Alvin Baker saw me first and hailed me as I entered.
“Here's Ros Paine,” he exclaimed. “He'll know more about it than anybody else. Hey, Ros, how many hired help does he keep, anyhow? Thoph says it's eight, but I know I counted more'n that, myself.”
“It's eight, I tell you,” broke in Newcomb, before I could answer. “There's the two cooks and the boy that waits on 'em—”
“The idea of having anybody wait on a cook!” interrupted Mullet. “That's blame foolishness.”
“I never said he waited on the cooks. I said he waited on them—on the family. And there's a coachman—”
“Why do they call them kind of fellers coachmen?” put in Thoph. “There ain't any coach.
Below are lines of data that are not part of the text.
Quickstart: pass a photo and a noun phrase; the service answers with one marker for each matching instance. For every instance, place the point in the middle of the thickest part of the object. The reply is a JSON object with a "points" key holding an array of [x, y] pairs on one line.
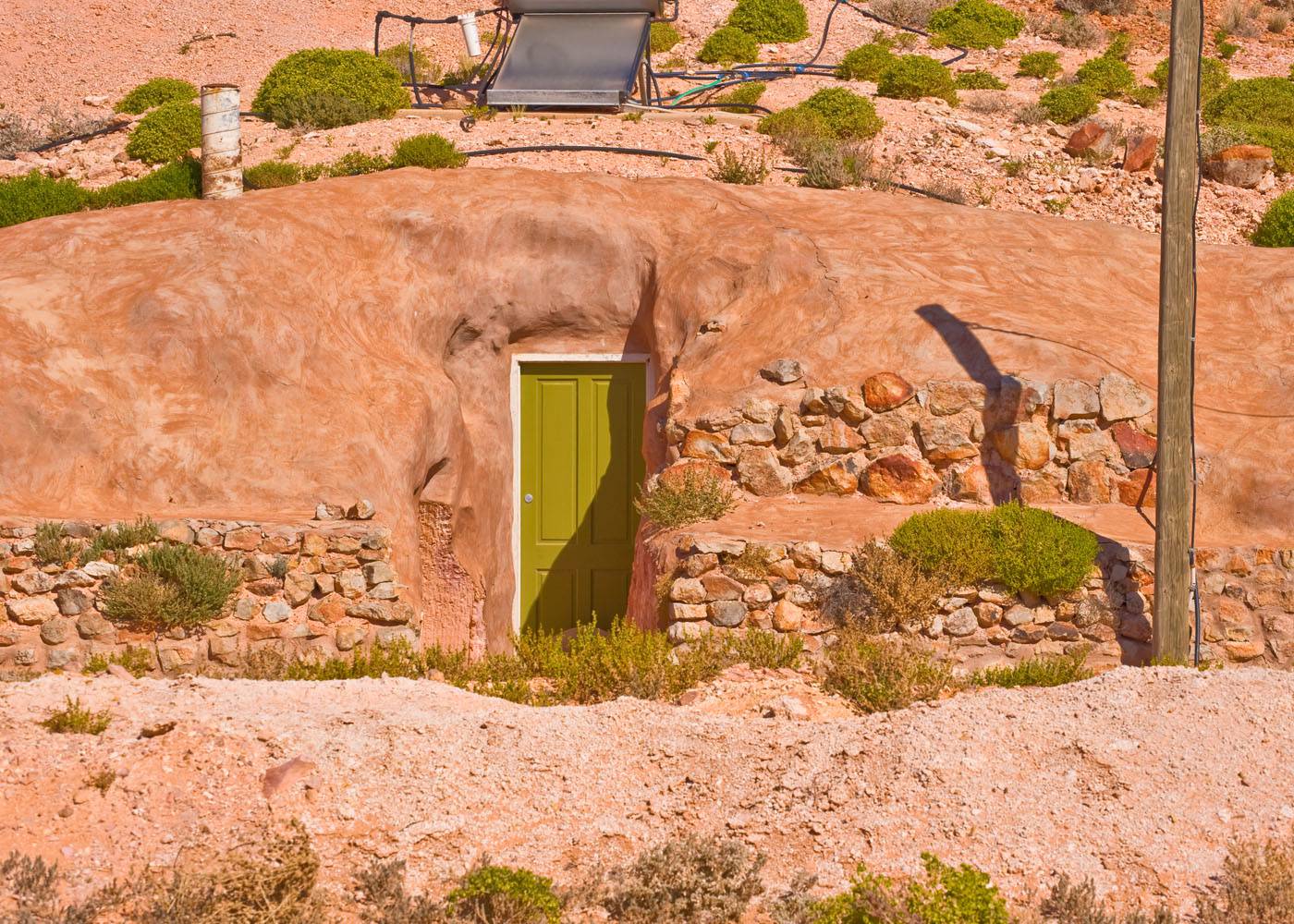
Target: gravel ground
{"points": [[1138, 778]]}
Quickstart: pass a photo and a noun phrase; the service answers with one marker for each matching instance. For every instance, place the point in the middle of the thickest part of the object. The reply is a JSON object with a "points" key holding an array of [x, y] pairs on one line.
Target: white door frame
{"points": [[514, 394]]}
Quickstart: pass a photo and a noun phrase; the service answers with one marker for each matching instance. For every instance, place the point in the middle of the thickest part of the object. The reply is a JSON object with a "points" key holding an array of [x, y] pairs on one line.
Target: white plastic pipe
{"points": [[471, 36], [222, 142]]}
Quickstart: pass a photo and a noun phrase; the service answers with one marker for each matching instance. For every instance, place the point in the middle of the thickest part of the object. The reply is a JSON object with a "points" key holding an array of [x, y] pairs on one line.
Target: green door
{"points": [[581, 465]]}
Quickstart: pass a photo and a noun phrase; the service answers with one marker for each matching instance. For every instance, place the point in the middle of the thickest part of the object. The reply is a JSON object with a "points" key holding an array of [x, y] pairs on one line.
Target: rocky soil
{"points": [[1138, 778], [979, 152]]}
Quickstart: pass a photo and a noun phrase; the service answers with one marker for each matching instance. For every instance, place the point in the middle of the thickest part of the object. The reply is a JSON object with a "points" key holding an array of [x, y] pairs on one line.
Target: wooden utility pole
{"points": [[1177, 332]]}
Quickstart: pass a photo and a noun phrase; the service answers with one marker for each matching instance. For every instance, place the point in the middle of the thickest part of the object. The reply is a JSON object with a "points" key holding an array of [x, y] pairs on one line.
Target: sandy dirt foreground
{"points": [[1138, 778]]}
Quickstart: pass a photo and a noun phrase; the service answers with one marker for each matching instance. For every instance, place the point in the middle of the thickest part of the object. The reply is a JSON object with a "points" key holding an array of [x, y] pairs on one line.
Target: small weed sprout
{"points": [[678, 498], [688, 879], [75, 719]]}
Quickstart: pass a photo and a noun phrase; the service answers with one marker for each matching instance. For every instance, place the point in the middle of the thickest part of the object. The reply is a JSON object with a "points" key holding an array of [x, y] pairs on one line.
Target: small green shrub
{"points": [[75, 719], [1276, 229], [1067, 105], [743, 168], [879, 675], [663, 38], [1044, 65], [866, 62], [52, 545], [172, 585], [1262, 101], [772, 19], [120, 536], [138, 660], [505, 894], [683, 497], [157, 92], [1257, 885], [979, 80], [848, 114], [397, 55], [728, 45], [358, 164], [1035, 672], [691, 879], [976, 23], [884, 590], [431, 152], [272, 175], [326, 88], [165, 133], [951, 542], [177, 180], [35, 196], [1069, 904], [741, 97], [1106, 77], [912, 77], [795, 123], [1038, 552]]}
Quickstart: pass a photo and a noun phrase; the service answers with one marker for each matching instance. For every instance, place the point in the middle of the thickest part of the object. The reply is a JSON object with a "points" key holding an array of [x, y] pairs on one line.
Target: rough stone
{"points": [[1074, 399], [960, 623], [783, 371], [838, 438], [835, 478], [1089, 481], [886, 391], [31, 611], [1138, 488], [787, 616], [1139, 152], [1122, 397], [727, 614], [1242, 165], [899, 479], [753, 433], [1024, 445], [74, 601], [759, 471], [948, 439]]}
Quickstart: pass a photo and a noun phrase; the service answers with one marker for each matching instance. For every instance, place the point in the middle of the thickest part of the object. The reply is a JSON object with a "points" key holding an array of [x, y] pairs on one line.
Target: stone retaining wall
{"points": [[905, 444], [336, 590], [1246, 594]]}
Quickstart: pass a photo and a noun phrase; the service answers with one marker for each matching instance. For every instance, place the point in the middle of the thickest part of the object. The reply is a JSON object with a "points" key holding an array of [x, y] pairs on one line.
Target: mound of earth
{"points": [[1138, 778]]}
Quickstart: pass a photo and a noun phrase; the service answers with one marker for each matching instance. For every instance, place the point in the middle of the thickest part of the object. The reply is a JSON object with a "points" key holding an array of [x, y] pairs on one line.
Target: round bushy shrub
{"points": [[663, 38], [977, 80], [165, 133], [848, 114], [272, 175], [1044, 65], [35, 196], [1276, 229], [796, 123], [976, 23], [1264, 101], [1106, 77], [427, 151], [866, 62], [1068, 103], [772, 19], [326, 88], [727, 45], [154, 93], [914, 77]]}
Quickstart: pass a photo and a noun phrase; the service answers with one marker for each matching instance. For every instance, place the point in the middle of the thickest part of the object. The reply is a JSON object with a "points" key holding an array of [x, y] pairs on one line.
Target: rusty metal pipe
{"points": [[222, 142]]}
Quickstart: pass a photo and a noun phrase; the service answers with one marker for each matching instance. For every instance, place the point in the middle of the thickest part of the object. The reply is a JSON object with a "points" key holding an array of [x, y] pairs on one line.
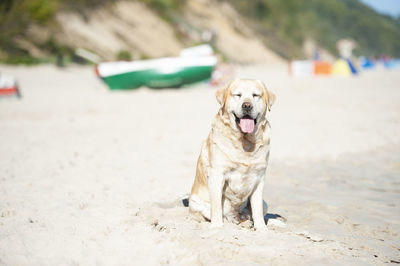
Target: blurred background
{"points": [[37, 31]]}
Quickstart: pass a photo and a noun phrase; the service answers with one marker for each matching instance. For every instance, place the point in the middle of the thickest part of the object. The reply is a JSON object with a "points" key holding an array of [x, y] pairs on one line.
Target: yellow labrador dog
{"points": [[231, 167]]}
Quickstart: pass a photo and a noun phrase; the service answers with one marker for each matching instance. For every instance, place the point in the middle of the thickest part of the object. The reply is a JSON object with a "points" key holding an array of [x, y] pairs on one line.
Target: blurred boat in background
{"points": [[193, 65]]}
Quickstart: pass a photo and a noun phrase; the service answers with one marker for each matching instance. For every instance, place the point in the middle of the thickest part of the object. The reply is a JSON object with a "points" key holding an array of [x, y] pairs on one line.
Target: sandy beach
{"points": [[90, 176]]}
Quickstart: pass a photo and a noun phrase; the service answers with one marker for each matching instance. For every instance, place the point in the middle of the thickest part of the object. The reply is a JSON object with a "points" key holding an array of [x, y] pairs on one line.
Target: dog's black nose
{"points": [[247, 106]]}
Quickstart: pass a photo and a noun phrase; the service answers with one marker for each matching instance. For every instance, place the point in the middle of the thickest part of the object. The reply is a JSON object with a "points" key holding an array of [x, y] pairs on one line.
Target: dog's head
{"points": [[246, 102]]}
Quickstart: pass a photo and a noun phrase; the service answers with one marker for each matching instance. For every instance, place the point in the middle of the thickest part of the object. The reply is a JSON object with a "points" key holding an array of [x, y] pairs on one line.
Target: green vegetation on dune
{"points": [[288, 23], [284, 24]]}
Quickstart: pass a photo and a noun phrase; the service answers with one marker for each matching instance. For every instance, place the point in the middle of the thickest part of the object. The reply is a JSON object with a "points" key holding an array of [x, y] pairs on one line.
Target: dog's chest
{"points": [[241, 182]]}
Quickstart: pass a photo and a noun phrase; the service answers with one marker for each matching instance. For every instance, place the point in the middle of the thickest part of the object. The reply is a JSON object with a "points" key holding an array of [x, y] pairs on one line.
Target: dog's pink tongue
{"points": [[246, 125]]}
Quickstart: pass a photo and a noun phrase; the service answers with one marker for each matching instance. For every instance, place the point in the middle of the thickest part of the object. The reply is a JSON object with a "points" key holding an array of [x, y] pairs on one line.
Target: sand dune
{"points": [[93, 177]]}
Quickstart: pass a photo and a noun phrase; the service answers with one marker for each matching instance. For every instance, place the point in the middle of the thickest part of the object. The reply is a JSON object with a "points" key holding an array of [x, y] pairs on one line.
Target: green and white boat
{"points": [[157, 73]]}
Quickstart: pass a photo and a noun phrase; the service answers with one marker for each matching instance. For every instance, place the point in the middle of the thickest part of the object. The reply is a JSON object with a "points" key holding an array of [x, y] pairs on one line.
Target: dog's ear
{"points": [[222, 93], [269, 97]]}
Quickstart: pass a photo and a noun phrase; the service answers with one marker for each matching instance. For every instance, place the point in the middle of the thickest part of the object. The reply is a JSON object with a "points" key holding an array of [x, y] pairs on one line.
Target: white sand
{"points": [[90, 176]]}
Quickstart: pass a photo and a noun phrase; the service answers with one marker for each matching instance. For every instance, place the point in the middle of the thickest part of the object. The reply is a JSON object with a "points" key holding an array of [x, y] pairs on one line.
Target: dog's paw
{"points": [[261, 227], [218, 224]]}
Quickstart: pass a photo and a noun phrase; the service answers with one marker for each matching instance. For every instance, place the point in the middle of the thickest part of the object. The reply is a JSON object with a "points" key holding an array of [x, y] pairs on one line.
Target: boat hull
{"points": [[155, 78]]}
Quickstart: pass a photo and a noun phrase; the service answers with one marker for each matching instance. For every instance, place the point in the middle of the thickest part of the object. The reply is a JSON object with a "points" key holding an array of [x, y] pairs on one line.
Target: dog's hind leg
{"points": [[197, 205], [245, 210]]}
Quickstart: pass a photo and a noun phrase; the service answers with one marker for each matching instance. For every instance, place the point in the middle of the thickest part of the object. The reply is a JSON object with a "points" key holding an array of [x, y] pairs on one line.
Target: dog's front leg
{"points": [[215, 185], [256, 202]]}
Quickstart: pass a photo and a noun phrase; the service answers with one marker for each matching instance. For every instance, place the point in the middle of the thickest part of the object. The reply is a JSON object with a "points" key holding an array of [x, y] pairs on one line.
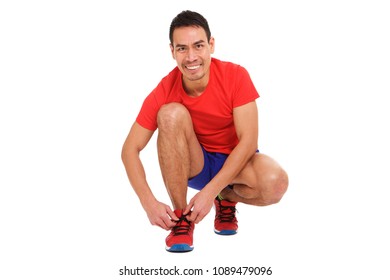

I see the carriages when they come—two freight cars full of 'em. There was a open two-seater, and a buckboard, and that high-wheeled thing they called a dog-cart.”
Beriah Doane laughed uproariously. “Land of love!” he shouted. “Does the dog have a cart all to himself? That's a good one! You and me ain't got no dog, Sam, but we might have a couple of cat-carts, hey? Haw! haw!”
Thoph paid no attention to this pleasantry. “There was the dog-cart,” he repeated, “and another thing they called the 'trap.' But there wan't any coach; I'll swear to it.”
“Don't make no difference,” declared Alvin; “there was a man along that SAID he was the coachman, anyhow. And a big minister-lookin' feller who was a butler, and two hired girls besides the cooks. That's nine, anyhow. One more'n you said, Thoph.”